Does Technology Destroy Jobs?
6th October 2013
Mike Masnick doesn’t think so.
In the short-term tech-kills-jobs view, you could easily see this new “technology” as killing jobs. Indeed, it’s reported that there are somewhere around 18,000 telephone operators in the US today. But… there are also about 100,000 call center operators and 290,000 telemarketers (and of course, in a globalized world, many of those jobs have moved overseas). But, more importantly, moving from having a human operator connect you to an automatic switched network was just an early step in leading to tremendous follow-on innovations that created all kinds of new jobs and economic growth. Automatic switched phone networks created all kinds of new business opportunities and convenience, but also eventually enabled easy access to the internet. And the internet has since created millions of new jobs (including mine!).
Yeah, but for whom? I doubt that Mike Masnick would have been a telephone operator in any conceivable parallel universe. The point of concern about technology and jobs is not that the absolute number of jobs might be less — it obviously is not — but who gets the jobs that result? Eliminating jobs for average-IQ people and creating new jobs for high-IQ people still leaves more and more average-IQ people out of work. Nobody I know of worries about high-IQ people getting work — it’s the average and low-IQ people that are worrisome. This is not Lake Woebegone — by definition, half of the population has a below-average IQ. When my parents were in their 30s and 40s, somebody of average intelligence with a high-school education (which was really a high-school education in those days, not just marginally functional literacy and numeracy masquerading as such) could get a semi-skilled job and make enough to buy a house and support a family. That day is rapidly disappearing, if it hasn’t disappeared already.

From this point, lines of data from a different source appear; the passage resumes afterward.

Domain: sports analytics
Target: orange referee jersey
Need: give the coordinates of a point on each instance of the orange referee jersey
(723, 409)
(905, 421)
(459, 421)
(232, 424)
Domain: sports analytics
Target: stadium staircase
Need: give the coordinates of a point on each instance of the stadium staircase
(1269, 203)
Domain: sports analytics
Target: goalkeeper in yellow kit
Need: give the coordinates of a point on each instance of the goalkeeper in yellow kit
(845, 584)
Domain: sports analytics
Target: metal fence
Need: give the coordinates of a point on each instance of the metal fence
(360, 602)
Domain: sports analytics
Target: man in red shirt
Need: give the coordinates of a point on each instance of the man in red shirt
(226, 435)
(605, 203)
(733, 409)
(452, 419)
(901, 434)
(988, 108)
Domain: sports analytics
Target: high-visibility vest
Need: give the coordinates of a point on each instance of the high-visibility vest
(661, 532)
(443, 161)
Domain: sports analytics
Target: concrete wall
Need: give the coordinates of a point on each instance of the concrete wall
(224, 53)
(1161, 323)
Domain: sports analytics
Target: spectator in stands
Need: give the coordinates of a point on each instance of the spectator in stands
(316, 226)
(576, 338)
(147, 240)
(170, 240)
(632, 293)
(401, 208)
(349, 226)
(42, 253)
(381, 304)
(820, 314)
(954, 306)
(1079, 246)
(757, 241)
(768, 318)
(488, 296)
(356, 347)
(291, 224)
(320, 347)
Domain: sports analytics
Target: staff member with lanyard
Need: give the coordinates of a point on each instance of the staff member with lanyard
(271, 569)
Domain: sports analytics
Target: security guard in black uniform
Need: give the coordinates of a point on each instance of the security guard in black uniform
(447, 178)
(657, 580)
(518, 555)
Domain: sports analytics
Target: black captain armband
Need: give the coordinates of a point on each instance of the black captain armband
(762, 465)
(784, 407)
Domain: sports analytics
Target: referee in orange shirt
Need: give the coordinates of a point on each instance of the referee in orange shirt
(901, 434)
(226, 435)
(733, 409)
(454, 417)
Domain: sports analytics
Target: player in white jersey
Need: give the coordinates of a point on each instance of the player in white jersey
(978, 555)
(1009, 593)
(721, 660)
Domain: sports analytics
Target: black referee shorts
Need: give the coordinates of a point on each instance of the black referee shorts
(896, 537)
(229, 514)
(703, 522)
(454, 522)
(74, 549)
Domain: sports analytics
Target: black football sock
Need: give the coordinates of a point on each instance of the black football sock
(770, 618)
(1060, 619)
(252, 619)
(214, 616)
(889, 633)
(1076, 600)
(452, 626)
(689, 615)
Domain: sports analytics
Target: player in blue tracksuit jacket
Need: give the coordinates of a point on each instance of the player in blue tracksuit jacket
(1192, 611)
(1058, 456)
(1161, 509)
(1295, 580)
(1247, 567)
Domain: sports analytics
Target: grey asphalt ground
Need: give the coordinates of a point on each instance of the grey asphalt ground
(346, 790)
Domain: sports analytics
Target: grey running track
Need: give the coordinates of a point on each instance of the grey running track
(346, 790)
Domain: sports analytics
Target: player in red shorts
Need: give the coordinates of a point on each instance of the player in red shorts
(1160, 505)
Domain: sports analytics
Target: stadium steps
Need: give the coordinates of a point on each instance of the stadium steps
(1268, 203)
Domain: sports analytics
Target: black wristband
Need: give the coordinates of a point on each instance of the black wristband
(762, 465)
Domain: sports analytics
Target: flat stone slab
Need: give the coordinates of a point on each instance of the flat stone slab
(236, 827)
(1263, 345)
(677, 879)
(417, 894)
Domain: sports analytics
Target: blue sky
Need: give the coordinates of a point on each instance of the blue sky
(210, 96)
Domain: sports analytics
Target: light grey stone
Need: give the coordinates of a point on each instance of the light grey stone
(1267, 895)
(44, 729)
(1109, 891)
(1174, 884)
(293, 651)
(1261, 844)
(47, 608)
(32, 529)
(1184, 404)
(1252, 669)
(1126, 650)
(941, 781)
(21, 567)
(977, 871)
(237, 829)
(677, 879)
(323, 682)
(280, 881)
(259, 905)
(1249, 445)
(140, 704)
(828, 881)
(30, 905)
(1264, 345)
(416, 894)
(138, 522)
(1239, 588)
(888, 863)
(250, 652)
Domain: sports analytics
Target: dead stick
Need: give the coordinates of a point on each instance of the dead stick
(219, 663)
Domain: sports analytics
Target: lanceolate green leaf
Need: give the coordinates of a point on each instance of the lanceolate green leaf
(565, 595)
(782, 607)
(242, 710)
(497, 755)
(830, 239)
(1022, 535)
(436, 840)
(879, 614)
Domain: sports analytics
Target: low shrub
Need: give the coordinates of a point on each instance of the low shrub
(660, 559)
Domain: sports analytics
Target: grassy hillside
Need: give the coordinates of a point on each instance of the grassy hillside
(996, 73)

Bessen does note that the type of work and skills may change — tellers are more focused on more complex transactions rather than simple ones, just like call center employees have to help customers with problems, rather than just connect person A to person B. But is that such a bad thing?
Yeah, if you’re the guy who doesn’t have the brainpower to handle these complex transactions. People like Mike Masnick live in a high-IQ bubble of tech people and journalists; they need to get out to 7-11 and Walmart and find out what the Lower Half is actually going through.